A Traveling Hut

The booth design begins with a single shipping plywood crate. It already speaks the language of global transport—the plain, easily built box made to move goods across oceans—and here it simply carries on working once it arrives. In transit it holds the booth's own components and tools; on site it opens out and becomes the furniture: a prep counter, a tasting bar, a place to sit. The vessel that travels with the coffee turns into the spatial elements through which the coffee is served.
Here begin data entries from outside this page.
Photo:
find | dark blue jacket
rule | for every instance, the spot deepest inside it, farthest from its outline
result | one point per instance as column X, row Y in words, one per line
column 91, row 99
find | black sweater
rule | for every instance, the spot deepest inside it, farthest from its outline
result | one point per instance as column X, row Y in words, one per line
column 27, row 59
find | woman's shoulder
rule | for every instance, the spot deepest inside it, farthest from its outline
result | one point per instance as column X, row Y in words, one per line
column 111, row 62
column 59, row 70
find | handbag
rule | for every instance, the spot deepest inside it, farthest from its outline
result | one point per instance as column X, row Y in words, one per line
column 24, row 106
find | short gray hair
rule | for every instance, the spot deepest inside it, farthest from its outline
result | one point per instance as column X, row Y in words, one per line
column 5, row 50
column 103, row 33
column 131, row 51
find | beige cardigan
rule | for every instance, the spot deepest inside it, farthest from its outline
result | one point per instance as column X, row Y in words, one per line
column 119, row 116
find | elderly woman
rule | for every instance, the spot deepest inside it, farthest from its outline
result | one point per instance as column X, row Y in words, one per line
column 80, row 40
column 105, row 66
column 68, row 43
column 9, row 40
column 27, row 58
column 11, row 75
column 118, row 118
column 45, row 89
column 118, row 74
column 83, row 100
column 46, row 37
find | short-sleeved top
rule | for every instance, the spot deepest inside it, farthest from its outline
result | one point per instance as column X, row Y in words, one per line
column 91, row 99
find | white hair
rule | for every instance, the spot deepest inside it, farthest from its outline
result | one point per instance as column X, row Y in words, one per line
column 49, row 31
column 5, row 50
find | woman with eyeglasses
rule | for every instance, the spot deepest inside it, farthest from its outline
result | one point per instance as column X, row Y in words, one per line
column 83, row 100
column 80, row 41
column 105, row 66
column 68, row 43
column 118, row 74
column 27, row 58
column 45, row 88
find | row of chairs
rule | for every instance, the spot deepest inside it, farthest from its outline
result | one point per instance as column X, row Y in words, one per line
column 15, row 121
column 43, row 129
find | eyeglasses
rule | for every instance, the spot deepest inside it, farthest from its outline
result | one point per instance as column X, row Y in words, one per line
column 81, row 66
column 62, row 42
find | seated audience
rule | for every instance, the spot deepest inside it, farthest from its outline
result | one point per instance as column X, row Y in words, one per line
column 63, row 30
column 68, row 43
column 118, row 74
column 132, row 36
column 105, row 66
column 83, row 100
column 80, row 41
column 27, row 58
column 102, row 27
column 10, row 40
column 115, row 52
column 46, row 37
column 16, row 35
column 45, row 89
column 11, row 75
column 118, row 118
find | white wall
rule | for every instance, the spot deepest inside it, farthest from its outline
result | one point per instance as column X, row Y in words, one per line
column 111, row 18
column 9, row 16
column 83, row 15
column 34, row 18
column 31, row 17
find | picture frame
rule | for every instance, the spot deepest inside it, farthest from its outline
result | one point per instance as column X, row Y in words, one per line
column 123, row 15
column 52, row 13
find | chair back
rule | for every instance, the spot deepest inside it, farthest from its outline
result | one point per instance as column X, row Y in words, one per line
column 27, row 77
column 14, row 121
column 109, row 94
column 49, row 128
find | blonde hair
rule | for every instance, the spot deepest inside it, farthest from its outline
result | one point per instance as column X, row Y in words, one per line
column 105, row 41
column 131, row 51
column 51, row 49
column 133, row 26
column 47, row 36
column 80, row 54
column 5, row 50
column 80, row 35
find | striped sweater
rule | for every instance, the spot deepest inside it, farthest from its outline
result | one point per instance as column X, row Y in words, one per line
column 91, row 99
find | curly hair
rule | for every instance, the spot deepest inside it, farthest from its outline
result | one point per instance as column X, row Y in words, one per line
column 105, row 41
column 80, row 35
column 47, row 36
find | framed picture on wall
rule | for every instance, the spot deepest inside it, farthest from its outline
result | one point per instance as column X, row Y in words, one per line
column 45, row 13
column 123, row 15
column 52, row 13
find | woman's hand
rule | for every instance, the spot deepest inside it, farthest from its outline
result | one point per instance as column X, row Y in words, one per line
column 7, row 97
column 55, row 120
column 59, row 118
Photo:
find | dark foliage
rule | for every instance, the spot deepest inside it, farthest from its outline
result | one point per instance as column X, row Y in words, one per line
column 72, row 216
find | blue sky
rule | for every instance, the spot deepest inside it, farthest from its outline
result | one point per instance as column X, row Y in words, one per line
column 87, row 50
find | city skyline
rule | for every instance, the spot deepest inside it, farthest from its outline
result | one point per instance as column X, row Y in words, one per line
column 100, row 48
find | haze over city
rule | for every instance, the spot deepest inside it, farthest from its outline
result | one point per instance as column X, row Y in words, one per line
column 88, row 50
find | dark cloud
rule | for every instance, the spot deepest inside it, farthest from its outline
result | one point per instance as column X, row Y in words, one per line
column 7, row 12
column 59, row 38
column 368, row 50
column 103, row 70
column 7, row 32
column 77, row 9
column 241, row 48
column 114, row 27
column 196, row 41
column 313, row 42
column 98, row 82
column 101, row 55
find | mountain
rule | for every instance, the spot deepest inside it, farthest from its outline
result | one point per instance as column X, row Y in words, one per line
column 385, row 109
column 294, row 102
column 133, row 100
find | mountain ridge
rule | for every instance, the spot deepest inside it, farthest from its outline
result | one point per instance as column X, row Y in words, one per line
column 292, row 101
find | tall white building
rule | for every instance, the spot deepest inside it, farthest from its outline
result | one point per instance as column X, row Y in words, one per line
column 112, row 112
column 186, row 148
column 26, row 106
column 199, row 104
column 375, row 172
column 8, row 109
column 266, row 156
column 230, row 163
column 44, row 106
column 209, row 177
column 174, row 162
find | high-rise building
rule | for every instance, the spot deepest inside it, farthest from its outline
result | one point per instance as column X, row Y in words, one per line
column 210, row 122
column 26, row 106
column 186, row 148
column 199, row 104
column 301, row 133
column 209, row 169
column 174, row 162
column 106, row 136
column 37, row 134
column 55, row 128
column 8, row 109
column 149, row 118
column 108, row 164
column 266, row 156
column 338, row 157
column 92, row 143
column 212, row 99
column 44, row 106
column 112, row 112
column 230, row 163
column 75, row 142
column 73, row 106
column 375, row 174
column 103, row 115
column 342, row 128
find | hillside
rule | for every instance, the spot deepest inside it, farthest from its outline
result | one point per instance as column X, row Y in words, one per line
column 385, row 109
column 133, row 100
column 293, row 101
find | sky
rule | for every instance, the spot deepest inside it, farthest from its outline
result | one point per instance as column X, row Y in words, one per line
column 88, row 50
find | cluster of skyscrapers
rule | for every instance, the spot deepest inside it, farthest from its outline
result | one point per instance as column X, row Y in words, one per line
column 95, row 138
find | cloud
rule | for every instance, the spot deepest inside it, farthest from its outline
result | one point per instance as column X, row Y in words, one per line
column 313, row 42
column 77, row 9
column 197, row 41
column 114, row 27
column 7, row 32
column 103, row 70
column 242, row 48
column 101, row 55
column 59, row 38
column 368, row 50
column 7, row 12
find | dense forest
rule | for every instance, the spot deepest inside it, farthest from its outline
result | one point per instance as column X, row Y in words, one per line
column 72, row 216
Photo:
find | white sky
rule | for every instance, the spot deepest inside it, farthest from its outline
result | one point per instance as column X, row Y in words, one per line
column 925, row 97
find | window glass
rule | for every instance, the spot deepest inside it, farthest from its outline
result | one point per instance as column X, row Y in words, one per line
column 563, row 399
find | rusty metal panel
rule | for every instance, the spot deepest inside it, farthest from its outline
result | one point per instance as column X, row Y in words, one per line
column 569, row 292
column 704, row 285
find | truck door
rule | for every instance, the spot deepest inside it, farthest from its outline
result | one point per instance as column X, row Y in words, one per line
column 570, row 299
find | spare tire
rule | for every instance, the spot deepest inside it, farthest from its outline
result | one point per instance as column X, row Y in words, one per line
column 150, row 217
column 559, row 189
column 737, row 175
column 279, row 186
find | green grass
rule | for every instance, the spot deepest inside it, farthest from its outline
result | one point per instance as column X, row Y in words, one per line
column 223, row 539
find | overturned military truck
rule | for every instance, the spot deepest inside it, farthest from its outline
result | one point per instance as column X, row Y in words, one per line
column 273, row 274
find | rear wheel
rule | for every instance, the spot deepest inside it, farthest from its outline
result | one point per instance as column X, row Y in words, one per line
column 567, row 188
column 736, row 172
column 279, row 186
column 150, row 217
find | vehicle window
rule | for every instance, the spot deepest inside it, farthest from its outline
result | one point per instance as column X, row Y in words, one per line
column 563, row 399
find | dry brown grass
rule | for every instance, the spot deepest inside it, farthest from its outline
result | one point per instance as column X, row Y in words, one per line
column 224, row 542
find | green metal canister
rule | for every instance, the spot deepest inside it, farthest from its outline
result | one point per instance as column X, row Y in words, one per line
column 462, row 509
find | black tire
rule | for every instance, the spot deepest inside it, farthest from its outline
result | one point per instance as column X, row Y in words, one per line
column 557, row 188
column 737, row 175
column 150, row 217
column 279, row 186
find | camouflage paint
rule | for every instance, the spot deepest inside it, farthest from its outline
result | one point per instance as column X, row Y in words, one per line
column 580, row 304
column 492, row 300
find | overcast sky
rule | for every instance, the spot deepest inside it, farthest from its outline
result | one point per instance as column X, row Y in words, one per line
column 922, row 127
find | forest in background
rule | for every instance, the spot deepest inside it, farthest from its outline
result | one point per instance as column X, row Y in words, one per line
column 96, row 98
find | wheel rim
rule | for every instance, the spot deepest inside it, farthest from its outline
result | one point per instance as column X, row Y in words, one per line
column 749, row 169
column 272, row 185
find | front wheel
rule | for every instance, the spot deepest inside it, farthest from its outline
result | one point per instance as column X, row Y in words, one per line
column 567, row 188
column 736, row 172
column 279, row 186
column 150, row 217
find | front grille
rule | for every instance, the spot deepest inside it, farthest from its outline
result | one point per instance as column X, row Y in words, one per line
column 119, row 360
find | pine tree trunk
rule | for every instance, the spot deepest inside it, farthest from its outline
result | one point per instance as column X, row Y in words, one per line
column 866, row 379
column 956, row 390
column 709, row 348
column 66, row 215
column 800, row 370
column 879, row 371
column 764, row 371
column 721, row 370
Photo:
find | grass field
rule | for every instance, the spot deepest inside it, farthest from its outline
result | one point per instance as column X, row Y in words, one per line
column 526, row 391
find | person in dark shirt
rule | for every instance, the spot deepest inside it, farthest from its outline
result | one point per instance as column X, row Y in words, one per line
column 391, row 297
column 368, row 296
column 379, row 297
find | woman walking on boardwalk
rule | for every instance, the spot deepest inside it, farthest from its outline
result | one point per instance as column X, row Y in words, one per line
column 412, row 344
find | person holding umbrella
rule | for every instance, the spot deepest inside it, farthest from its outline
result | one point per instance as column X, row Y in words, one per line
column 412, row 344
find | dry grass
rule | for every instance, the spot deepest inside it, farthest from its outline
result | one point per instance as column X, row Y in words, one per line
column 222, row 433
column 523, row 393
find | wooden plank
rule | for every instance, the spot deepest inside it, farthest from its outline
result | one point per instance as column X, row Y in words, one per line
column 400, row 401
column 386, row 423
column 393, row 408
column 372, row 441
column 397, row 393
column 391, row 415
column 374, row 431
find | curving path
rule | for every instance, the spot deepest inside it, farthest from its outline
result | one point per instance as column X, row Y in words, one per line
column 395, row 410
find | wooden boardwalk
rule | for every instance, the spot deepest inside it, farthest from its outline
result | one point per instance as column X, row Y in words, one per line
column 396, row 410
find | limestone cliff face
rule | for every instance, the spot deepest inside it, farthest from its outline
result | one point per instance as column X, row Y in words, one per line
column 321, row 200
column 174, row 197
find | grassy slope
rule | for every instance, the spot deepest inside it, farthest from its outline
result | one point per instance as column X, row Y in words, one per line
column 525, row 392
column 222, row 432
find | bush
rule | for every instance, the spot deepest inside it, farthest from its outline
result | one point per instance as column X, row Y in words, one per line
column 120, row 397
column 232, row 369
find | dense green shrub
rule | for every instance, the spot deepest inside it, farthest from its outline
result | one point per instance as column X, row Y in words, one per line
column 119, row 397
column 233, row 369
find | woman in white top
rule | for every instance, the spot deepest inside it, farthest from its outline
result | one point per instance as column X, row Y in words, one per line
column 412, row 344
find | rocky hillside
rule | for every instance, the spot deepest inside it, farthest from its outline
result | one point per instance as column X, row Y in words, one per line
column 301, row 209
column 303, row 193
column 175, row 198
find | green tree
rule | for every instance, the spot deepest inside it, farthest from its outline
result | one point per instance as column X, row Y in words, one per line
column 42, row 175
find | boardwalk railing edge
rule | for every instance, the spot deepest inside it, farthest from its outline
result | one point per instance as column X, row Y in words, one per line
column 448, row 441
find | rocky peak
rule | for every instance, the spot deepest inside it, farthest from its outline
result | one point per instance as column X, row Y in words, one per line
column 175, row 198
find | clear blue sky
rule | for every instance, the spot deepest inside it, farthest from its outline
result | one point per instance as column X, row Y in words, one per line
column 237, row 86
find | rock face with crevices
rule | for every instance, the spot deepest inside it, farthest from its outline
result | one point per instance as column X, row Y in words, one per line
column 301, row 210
Location: NECC, Shanghai, China
Client: Terraform Coffee Roasters
Completion: March 2026
Usage: Cafe Booth Design
Site Area: 18m²
Project Team: Yufan Lu
Photographer: Yufan Lu

The idea grows out of China's coffee festivals. An event like HOTELEX gathers over 3,500 exhibitors under one roof, all working to the same brutal rhythm: build fast, demolish faster. Most booths are KT board—up for a few days, then left behind as waste. The booth designed for Terraform is conceived to relocate rather than to be discarded. The whole structure rests on a lightweight scaffold system that goes up quickly and travels light, and because every member comes apart and goes back together, nothing has to end as waste. It reads less as a finished object than as a system in continuous reassembly, rebuilt each time from its own parts.

None of it is meant to feel cold. The pitched "tiny house" roof brings some warmth back—a domestic register set against the hard machinery of the hall. Stand beneath it and the noise of the fair drops away. It reads as shelter: a silhouette you recognise, a place rather than a stand.

In the end the booth is Terraform's own thinking made spatial. The brand is open about where its coffee comes from and how it reaches you, and the architecture is open in the same way—every component exposed, honest, able to be taken down and carried on. From origin to cup, held within something compact and mobile that can be set down almost anywhere, and still feel like home.